AnomalyGen: Enhancing Log-Based Anomaly Detection with Code-Guided Data Augmentation
Pith reviewed 2026-05-10 15:17 UTC · model grok-4.3
The pith
AnomalyGen generates labeled log sequences from source code to augment training data for better anomaly detection.
A machine-rendered reading of the paper's core claim, the machinery that carries it, and where it could break.
Core claim
The central claim is that training data for log-based anomaly detection can be effectively augmented by synthesizing sequences directly from the program's source code. This is done through building log-oriented control flow graphs to list possible paths, using chain-of-thought reasoning in large language models to ensure logical consistency and generate runtime parameters, and applying domain heuristics to assign labels. As a result, anomaly detection models can better handle valid but previously unseen execution paths that were causing false positives.
What carries the argument
AnomalyGen, a three-stage framework that builds Log-Oriented Control Flow Graphs (LCFGs) from source code, applies LLM Chain-of-Thought reasoning for verification and parameter generation, and labels sequences using domain heuristics.
If this is right
- Augmented datasets lead to improved performance for a wide range of anomaly detection models on real-world systems.
- Both the static analysis component for path enumeration and the LLM-based verification step are essential to the gains.
- The approach works for both supervised and unsupervised detection techniques.
- Public release of the framework and datasets enables further research on code-guided augmentation.
Where Pith is reading between the lines
- If the method scales to larger codebases, it could significantly reduce the data collection burden for training reliable anomaly detectors in industry.
- Similar code-to-data synthesis might be applied to other software analysis tasks like test generation or performance modeling.

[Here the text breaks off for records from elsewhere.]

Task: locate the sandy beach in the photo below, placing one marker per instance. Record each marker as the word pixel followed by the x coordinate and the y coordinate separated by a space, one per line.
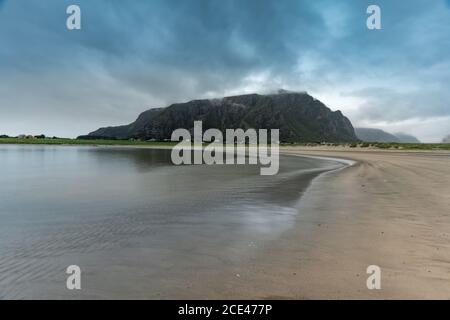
pixel 389 209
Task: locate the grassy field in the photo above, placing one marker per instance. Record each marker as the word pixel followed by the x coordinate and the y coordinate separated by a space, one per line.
pixel 66 141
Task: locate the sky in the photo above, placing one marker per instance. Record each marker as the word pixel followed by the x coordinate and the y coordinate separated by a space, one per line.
pixel 130 56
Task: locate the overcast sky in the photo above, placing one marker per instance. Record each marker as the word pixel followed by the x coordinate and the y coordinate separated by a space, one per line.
pixel 130 56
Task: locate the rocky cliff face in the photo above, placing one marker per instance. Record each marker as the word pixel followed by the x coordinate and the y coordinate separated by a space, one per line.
pixel 300 118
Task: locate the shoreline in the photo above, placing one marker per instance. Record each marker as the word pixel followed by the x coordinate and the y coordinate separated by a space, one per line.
pixel 389 209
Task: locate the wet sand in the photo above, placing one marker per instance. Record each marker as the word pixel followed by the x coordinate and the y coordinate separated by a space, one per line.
pixel 390 209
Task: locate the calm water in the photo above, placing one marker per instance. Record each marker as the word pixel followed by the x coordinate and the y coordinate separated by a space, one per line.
pixel 137 226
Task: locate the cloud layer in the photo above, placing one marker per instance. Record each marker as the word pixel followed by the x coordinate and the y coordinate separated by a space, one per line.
pixel 130 56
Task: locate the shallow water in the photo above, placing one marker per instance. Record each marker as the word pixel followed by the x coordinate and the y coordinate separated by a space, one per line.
pixel 137 226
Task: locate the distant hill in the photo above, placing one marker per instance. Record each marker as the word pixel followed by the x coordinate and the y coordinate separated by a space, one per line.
pixel 300 118
pixel 406 138
pixel 378 135
pixel 375 135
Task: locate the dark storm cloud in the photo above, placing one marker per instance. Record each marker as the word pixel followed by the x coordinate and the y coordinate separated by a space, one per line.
pixel 133 55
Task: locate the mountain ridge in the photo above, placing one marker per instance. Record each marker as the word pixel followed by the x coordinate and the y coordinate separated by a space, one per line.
pixel 299 116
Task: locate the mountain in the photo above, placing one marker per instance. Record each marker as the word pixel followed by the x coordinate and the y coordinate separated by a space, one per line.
pixel 300 118
pixel 378 135
pixel 375 135
pixel 406 138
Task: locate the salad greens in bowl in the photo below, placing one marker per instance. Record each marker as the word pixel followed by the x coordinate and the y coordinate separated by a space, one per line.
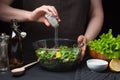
pixel 106 45
pixel 64 57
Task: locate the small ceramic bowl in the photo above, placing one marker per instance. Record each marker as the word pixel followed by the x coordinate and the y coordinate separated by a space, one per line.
pixel 98 65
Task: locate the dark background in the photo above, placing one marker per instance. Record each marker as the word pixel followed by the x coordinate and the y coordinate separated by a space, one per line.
pixel 112 16
pixel 111 13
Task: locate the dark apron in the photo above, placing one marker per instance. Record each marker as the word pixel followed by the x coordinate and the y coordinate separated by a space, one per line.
pixel 73 15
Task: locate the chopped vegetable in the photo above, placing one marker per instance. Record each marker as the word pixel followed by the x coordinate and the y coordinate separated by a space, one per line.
pixel 63 54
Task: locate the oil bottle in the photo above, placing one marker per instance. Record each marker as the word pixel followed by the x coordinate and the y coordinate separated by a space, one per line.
pixel 16 49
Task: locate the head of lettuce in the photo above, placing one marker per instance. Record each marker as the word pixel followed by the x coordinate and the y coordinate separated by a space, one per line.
pixel 107 45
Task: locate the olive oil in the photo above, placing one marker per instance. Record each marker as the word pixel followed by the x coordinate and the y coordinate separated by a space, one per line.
pixel 16 52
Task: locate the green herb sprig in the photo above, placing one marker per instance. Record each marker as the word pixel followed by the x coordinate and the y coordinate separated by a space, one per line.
pixel 107 45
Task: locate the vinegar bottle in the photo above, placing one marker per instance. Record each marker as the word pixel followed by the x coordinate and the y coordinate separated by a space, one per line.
pixel 16 51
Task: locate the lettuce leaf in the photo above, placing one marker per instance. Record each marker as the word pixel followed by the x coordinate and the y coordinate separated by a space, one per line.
pixel 107 45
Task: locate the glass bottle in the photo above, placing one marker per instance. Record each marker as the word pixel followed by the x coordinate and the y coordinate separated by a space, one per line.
pixel 16 51
pixel 4 60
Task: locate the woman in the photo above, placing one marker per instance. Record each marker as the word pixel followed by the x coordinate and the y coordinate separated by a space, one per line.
pixel 80 20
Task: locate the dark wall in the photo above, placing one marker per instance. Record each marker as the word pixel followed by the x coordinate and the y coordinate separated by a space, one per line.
pixel 112 16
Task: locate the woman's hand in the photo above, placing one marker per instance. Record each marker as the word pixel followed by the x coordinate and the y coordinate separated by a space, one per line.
pixel 82 43
pixel 38 15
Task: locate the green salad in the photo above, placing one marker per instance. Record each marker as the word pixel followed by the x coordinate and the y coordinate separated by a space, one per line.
pixel 62 54
pixel 107 45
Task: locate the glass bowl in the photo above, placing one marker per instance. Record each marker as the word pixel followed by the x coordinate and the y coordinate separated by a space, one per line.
pixel 61 57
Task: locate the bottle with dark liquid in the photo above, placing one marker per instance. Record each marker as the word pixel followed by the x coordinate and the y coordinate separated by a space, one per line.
pixel 16 51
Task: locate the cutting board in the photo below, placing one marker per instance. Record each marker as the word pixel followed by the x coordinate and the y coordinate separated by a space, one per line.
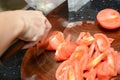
pixel 43 67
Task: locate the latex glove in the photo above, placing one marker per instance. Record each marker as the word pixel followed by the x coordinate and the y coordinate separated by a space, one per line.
pixel 36 27
pixel 27 25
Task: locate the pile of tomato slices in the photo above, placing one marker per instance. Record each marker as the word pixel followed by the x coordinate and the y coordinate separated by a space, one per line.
pixel 90 57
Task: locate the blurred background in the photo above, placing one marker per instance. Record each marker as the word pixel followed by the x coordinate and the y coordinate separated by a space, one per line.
pixel 12 4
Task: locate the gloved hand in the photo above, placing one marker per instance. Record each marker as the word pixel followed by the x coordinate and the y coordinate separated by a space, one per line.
pixel 36 26
pixel 27 25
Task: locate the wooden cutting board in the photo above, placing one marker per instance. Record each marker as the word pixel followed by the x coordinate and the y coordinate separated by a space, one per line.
pixel 43 67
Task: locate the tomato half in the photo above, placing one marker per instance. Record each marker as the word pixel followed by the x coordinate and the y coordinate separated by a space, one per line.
pixel 109 18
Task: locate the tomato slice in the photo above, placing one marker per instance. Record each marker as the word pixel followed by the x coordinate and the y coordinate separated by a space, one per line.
pixel 65 50
pixel 109 18
pixel 102 41
pixel 85 38
pixel 69 70
pixel 55 39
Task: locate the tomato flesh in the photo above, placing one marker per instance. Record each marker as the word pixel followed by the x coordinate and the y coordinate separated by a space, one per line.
pixel 109 18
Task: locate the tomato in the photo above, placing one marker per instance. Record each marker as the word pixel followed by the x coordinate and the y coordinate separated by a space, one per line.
pixel 69 70
pixel 102 41
pixel 85 38
pixel 109 18
pixel 55 39
pixel 65 50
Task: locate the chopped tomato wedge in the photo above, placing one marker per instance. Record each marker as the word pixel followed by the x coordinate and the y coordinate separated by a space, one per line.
pixel 86 38
pixel 65 50
pixel 109 18
pixel 87 58
pixel 102 41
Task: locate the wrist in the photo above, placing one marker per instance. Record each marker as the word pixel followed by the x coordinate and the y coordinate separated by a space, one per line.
pixel 11 26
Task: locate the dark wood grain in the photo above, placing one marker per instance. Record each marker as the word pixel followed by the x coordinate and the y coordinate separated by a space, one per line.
pixel 43 67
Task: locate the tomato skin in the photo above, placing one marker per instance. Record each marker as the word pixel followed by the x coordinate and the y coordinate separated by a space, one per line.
pixel 109 18
pixel 102 41
pixel 65 50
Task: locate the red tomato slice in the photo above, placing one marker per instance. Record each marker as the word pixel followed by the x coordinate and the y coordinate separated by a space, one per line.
pixel 102 41
pixel 90 75
pixel 55 39
pixel 117 61
pixel 109 18
pixel 85 38
pixel 65 50
pixel 69 70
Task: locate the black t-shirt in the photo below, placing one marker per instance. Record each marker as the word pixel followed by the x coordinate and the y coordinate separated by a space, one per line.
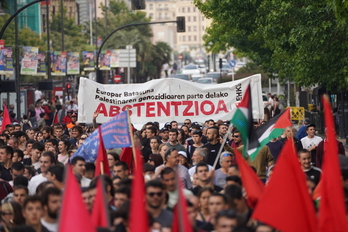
pixel 212 153
pixel 146 153
pixel 196 189
pixel 5 174
pixel 314 174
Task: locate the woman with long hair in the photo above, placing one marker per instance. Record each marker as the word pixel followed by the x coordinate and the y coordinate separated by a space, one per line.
pixel 63 147
pixel 154 144
pixel 163 149
pixel 203 196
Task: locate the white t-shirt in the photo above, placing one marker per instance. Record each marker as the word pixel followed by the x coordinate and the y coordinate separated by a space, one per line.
pixel 192 170
pixel 34 182
pixel 309 142
pixel 52 227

- Future work could test if the generated sequences remain effective when the source code evolves over time with new features.
Load-bearing premise
The generated log sequences must accurately represent real runtime behaviors and have correct anomaly labels so that they enhance rather than confuse the training of detection models.
What would settle it
Training models on the original data versus the augmented data and observing no improvement or a decrease in detection accuracy on a separate test set of real logs.
Figures
read the original abstract
Log-based anomaly detection is fundamentally constrained by training data sparsity. Our empirical study reveals that public benchmark datasets cover less than 10% of source code log templates. Consequently, models frequently misclassify unseen but valid execution paths as anomalies, leading to false alarms. To address this, we propose AnomalyGen, a novel framework that augments training data by synthesizing labeled log sequences from source code. AnomalyGen combines log-oriented static analysis with Large Language Model (LLM) reasoning in three stages: (1) building Log-Oriented Control Flow Graphs (LCFGs) to enumerate structurally valid execution paths; (2) applying LLM Chain-of-Thought (CoT) reasoning to verify logical consistency and generate realistic runtime parameters (e.g., block IDs, IP addresses); and (3) labeling generated sequences with domain heuristics. Evaluations on HDFS and Zookeeper across 12 diverse anomaly detection models show AnomalyGen consistently improves performance. Deep learning models achieved average F1-score gains of 2.18% (HDFS) and 1.69% (Zookeeper), with an unsupervised Transformer on HDFS jumping from 0.818 to 0.970. Ablation results show that both static analysis and LLM-based verification are necessary: removing them reduces F1 by up to 8.7 and 10.7 percentage points, respectively. Our framework and datasets are publicly available to facilitate future research.
Editorial analysis
A structured set of objections, weighed in public.
Referee Report
Summary. The manuscript introduces AnomalyGen, a framework that augments sparse training data for log-based anomaly detection by synthesizing labeled log sequences directly from source code. It constructs Log-Oriented Control Flow Graphs (LCFGs) to enumerate structurally valid execution paths, employs LLM Chain-of-Thought reasoning to generate realistic runtime parameters and verify consistency, and applies domain heuristics for labeling. Evaluations across HDFS and Zookeeper using 12 anomaly detection models report consistent F1-score gains (average 2.18% for deep learning models on HDFS), with an unsupervised Transformer improving from 0.818 to 0.970 on HDFS; ablations indicate both static analysis and LLM verification are necessary.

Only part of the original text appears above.